Give AI Hands and Eyes! Cross-Platform System Automation Tool EasyTouch Launches!

2026年2月24日 974点热度 1人点赞 1条评论
内容目录

EasyTouch (et)

A cross-platform system automation tool supporting Windows, Linux, and macOS. It provides two usage modes: CLI command line and MCP server. Features include mouse and keyboard control, screenshots, window management, system information queries, browser automation, and more.

Currently:

  • [x] Windows
  • [x] Linux
  • [ ] MAC (device verification functionality is currently missing)

Many people use various AI coding tools to write web pages. Have you often found that the pages generated by AI are never quite satisfactory and differ greatly from the design mockups? This is because AI can only improve code by reading and writing code—it cannot see the interface the way humans can through their senses.

So EasyTouch gives AI hands and eyes.

file
file
file

Feature Overview

| Module | Features |
|------|------|
| 🖱️ Mouse Control | Move, click, scroll, get position |
| ⌨️ Keyboard Control | Key press, key combinations, text input |
| 📷 Screen Operations | Screenshots, pixel color retrieval, multi‑monitor support |
| 🪟 Window Management | List, search, activate windows |
| 🖥️ System Information | CPU, memory, disk, processes |
| 📋 Clipboard | Text read/write, file list |
| 🌐 Browser Control | Launch browser, page navigation, element interaction, screenshots |

Note: On Linux, due to large differences between desktop environments, some features may not work on certain desktop systems. See the Linux environment notes for details.

Installation

# Windows
npm i easytouch-windows

# Linux
npm i easytouch-linux

# macOS
npm i easytouch-mac

Or download the executable for your platform from
https://github.com/whuanle/EasyTouch/releases
and add it to your environment variables.

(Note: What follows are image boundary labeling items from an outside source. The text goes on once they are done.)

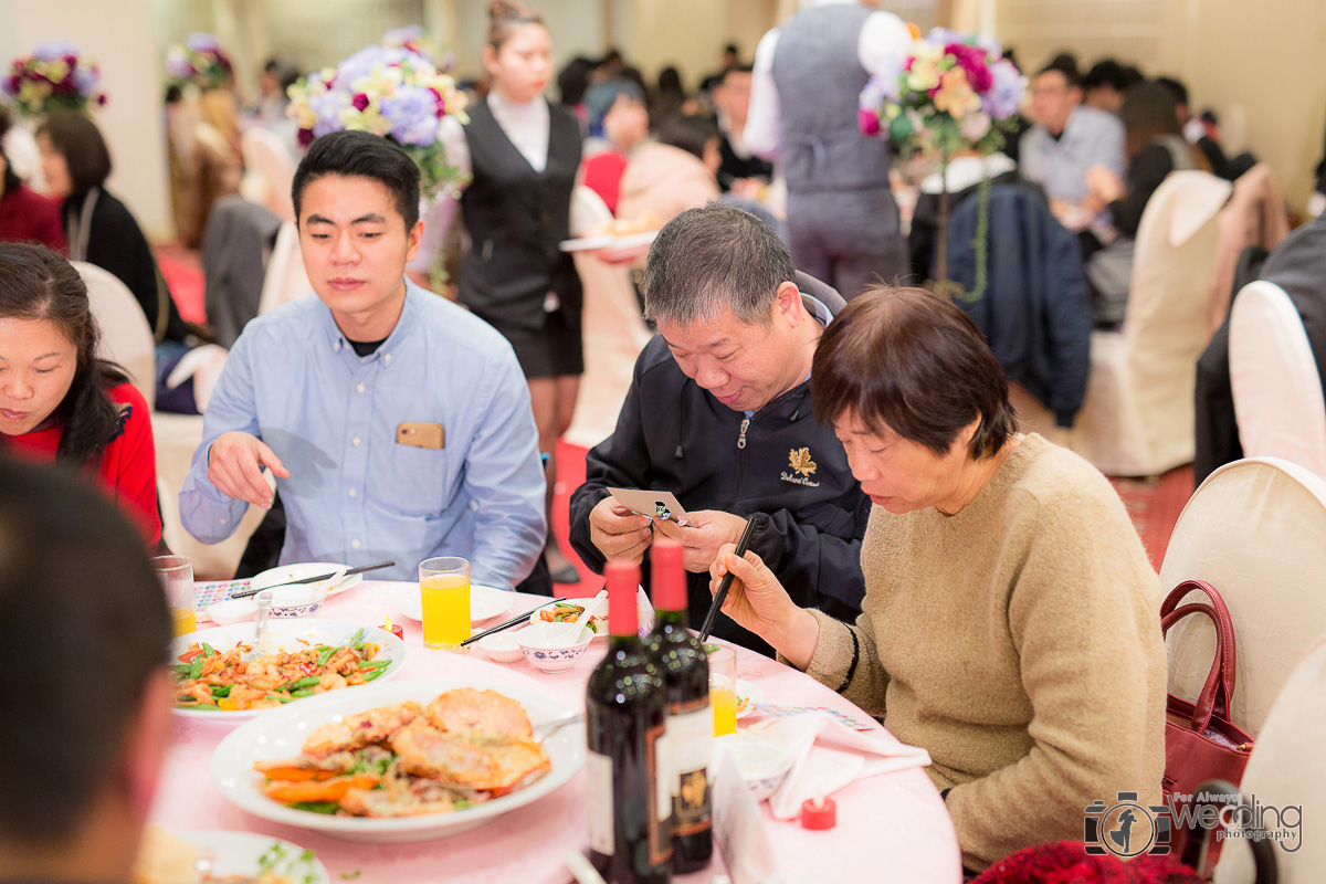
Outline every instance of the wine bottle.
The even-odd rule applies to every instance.
[[[639,637],[638,565],[609,562],[607,656],[585,691],[589,856],[609,884],[667,884],[667,689]]]
[[[654,631],[644,648],[667,688],[667,738],[672,758],[672,872],[684,875],[709,864],[713,832],[709,812],[709,657],[687,628],[686,567],[682,545],[659,537],[652,559]]]

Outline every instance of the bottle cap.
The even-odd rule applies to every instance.
[[[833,828],[838,824],[838,804],[833,798],[808,798],[801,803],[802,828]]]
[[[684,555],[682,545],[668,537],[658,537],[650,546],[650,588],[654,591],[654,607],[660,611],[686,610]]]

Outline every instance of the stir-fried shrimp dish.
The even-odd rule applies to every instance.
[[[444,814],[507,795],[552,769],[524,708],[457,688],[349,714],[313,730],[288,761],[253,765],[268,798],[341,816]]]
[[[217,651],[206,641],[188,645],[175,671],[175,705],[183,709],[274,709],[316,693],[373,681],[391,665],[375,660],[381,649],[363,640],[363,630],[342,645],[312,644],[302,649],[244,660],[251,644]]]

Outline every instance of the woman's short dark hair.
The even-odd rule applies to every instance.
[[[110,178],[110,148],[97,123],[74,110],[53,110],[37,126],[50,146],[65,158],[74,193],[86,193]]]
[[[56,459],[78,467],[97,463],[119,435],[119,408],[106,387],[129,378],[97,358],[101,333],[78,270],[44,245],[0,243],[0,318],[52,322],[74,345],[74,379],[52,414],[62,428]]]
[[[976,323],[926,289],[875,285],[834,317],[810,370],[815,420],[849,411],[944,456],[980,417],[968,448],[989,457],[1017,432],[1008,378]]]
[[[170,655],[170,610],[147,557],[129,518],[76,470],[0,457],[0,623],[11,626],[0,844],[68,843],[118,775]]]
[[[406,231],[419,220],[419,167],[399,144],[373,133],[330,133],[309,144],[290,183],[294,219],[300,219],[304,188],[325,175],[367,178],[389,191]]]

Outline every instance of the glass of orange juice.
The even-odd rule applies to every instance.
[[[194,612],[194,561],[187,555],[158,555],[152,559],[152,566],[166,590],[175,636],[194,632],[198,630],[198,616]]]
[[[423,643],[455,651],[469,637],[469,562],[442,555],[419,563]]]
[[[709,708],[713,709],[713,736],[737,729],[737,652],[721,644],[707,644],[709,655]]]

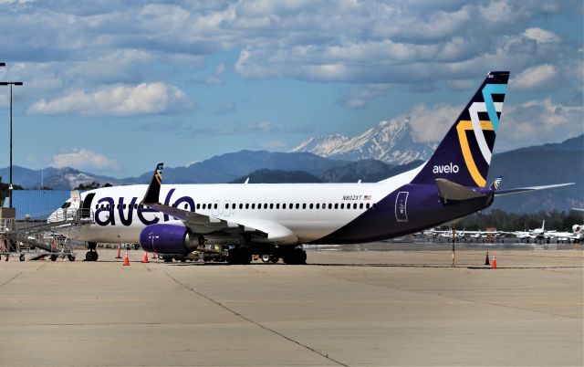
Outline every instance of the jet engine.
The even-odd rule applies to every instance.
[[[147,252],[158,254],[189,254],[198,245],[198,236],[183,225],[157,224],[140,233],[140,246]]]

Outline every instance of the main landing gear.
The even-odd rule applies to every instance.
[[[298,247],[258,248],[257,246],[237,246],[229,250],[227,262],[233,265],[246,265],[252,262],[252,254],[259,254],[265,263],[277,263],[280,258],[288,265],[307,263],[307,253]]]
[[[290,248],[282,251],[282,261],[288,265],[307,263],[307,253],[302,248]]]
[[[85,254],[85,261],[98,261],[99,256],[98,255],[98,251],[96,251],[97,246],[98,244],[95,242],[88,242],[88,248],[89,248],[89,251]]]

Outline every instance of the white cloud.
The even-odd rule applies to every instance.
[[[208,76],[204,79],[204,83],[207,85],[220,85],[223,84],[223,78],[221,78],[221,74],[225,72],[225,65],[222,62],[217,65],[215,68],[215,71],[213,75]]]
[[[224,51],[239,52],[233,67],[247,79],[457,89],[491,69],[516,75],[551,65],[558,85],[583,84],[562,68],[579,60],[575,67],[582,68],[581,47],[537,26],[549,16],[581,14],[579,0],[63,0],[5,10],[0,32],[11,37],[0,38],[0,49],[26,65],[11,75],[40,87],[29,89],[28,104],[41,98],[48,104],[57,93],[90,95],[115,83],[177,84],[173,78],[201,71],[205,56]],[[198,78],[224,84],[226,68],[220,63]],[[359,108],[367,100],[347,99],[346,104]],[[40,108],[50,110],[35,106]]]
[[[504,108],[504,141],[529,145],[584,133],[584,106],[567,106],[550,98]],[[513,145],[513,144],[510,144]]]
[[[545,64],[529,68],[511,79],[509,85],[513,90],[537,90],[550,86],[556,77],[556,68]]]
[[[282,149],[286,148],[287,146],[287,144],[286,142],[284,142],[270,141],[270,142],[263,142],[262,144],[260,144],[260,146],[263,149],[282,150]]]
[[[185,93],[164,83],[136,86],[113,85],[93,92],[74,91],[47,101],[40,100],[29,109],[31,114],[79,114],[87,116],[131,116],[174,113],[191,107]]]
[[[461,107],[446,104],[418,104],[403,117],[410,117],[412,138],[415,142],[440,142],[454,123]]]
[[[235,102],[225,102],[221,105],[216,110],[215,114],[217,115],[226,115],[229,113],[235,113],[237,110],[237,105]]]
[[[542,28],[527,28],[523,32],[523,36],[534,39],[538,43],[556,42],[559,37],[554,33]]]
[[[338,102],[350,110],[362,109],[370,100],[383,96],[390,86],[386,84],[370,84],[351,88]]]
[[[118,162],[87,149],[73,149],[70,152],[56,154],[50,165],[56,168],[71,167],[78,170],[120,170]]]

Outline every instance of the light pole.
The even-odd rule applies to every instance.
[[[10,208],[12,208],[12,86],[21,86],[23,84],[22,81],[0,81],[0,86],[10,86],[10,186],[8,186]]]

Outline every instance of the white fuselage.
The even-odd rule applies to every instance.
[[[160,201],[239,225],[269,228],[266,242],[293,245],[338,230],[408,184],[418,171],[375,184],[164,184]],[[63,226],[59,232],[87,242],[137,243],[149,225],[180,225],[175,218],[140,205],[146,189],[147,185],[128,185],[85,192],[81,202],[90,210],[90,220]],[[62,215],[63,210],[75,209],[58,209],[48,220]]]

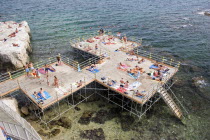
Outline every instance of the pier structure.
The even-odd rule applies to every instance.
[[[95,48],[96,44],[97,49]],[[38,108],[34,113],[46,125],[76,105],[87,101],[91,96],[97,95],[139,118],[145,115],[154,103],[163,98],[177,118],[183,117],[180,108],[184,109],[184,107],[173,92],[169,94],[173,85],[171,78],[178,71],[180,62],[147,52],[141,48],[141,43],[124,42],[112,35],[94,36],[86,40],[71,42],[71,46],[78,56],[84,57],[83,62],[62,56],[63,63],[59,66],[56,64],[56,58],[35,63],[35,68],[43,68],[44,64],[50,64],[55,68],[56,71],[48,73],[50,85],[47,84],[46,74],[41,75],[41,79],[39,79],[27,77],[23,69],[8,72],[0,78],[0,97],[20,98],[20,93],[15,91],[21,91],[23,93],[21,95],[24,96],[21,98],[24,99],[24,102],[33,104]],[[135,60],[142,58],[144,62],[140,64]],[[156,62],[169,69],[164,74],[162,81],[152,80],[147,75],[153,71],[150,66]],[[138,65],[145,70],[145,73],[140,74],[135,79],[125,70],[118,69],[119,63],[125,64],[128,69]],[[97,71],[87,70],[92,64],[96,64]],[[52,84],[54,76],[59,79],[59,88]],[[127,89],[120,87],[122,78],[130,83]],[[110,86],[108,85],[109,80],[116,83]],[[78,86],[77,82],[80,81],[82,85]],[[34,91],[39,91],[40,88],[43,88],[50,95],[47,100],[44,100],[44,104],[40,104],[33,97]],[[135,96],[137,90],[142,92],[144,96]],[[175,103],[174,99],[179,105]],[[67,108],[60,108],[60,104],[63,103],[67,105]],[[49,110],[53,111],[53,114],[51,117],[46,117],[45,113]],[[186,110],[184,109],[184,111]]]

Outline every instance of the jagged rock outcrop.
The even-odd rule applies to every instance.
[[[26,21],[0,22],[0,67],[21,68],[29,60],[30,28]]]

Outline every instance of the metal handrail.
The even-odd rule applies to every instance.
[[[0,100],[0,107],[20,126],[22,126],[28,133],[30,133],[35,139],[41,140],[41,137],[38,135],[36,130],[19,114],[13,111],[9,106],[7,106],[2,100]],[[29,130],[30,128],[30,130]]]

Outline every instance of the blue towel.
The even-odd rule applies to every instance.
[[[158,68],[158,66],[151,65],[149,68],[150,68],[150,69],[157,69],[157,68]]]
[[[91,70],[89,70],[90,72],[92,72],[92,73],[97,73],[97,72],[99,72],[100,70],[99,69],[94,69],[93,71],[91,71]]]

Run the et --help command to test whether it works correctly:

PS E:\workspace\EasyTouch> et --help
EasyTouch Windows Automation Tool

Usage: et <command> [options]

Commands:
  mouse_move --x <n> --y <n> [--relative] [--duration <ms>]
  mouse_click [--button left|right|middle] [--double]
  mouse_position
  key_press --key <key>
  type_text --text <text> [--interval <ms>] [--human]
  screenshot [--output <path>] [--x <n>] [--y <n>] [--width <n>] [--height <n>]
  pixel_color --x <n> --y <n>
  window_list [--visible-only] [--filter <text>]
  window_find [--title <text>] [--class <name>] [--pid <n>]
  window_activate --title <text> | --handle <n>
  window_foreground
  os_info, cpu_info, memory_info, disk_list
  process_list [--filter <text>]
  clipboard_get_text, clipboard_set_text --text <text>

  help       Show this help
  version    Show version
{"success":true}

Browser Operation Support

Supported browsers: chromium / firefox / webkit / edge (edge uses the Chromium channel msedge).

Browser operations are recommended to follow a session workflow: launch first, obtain the browserId, and use that browserId for all subsequent commands.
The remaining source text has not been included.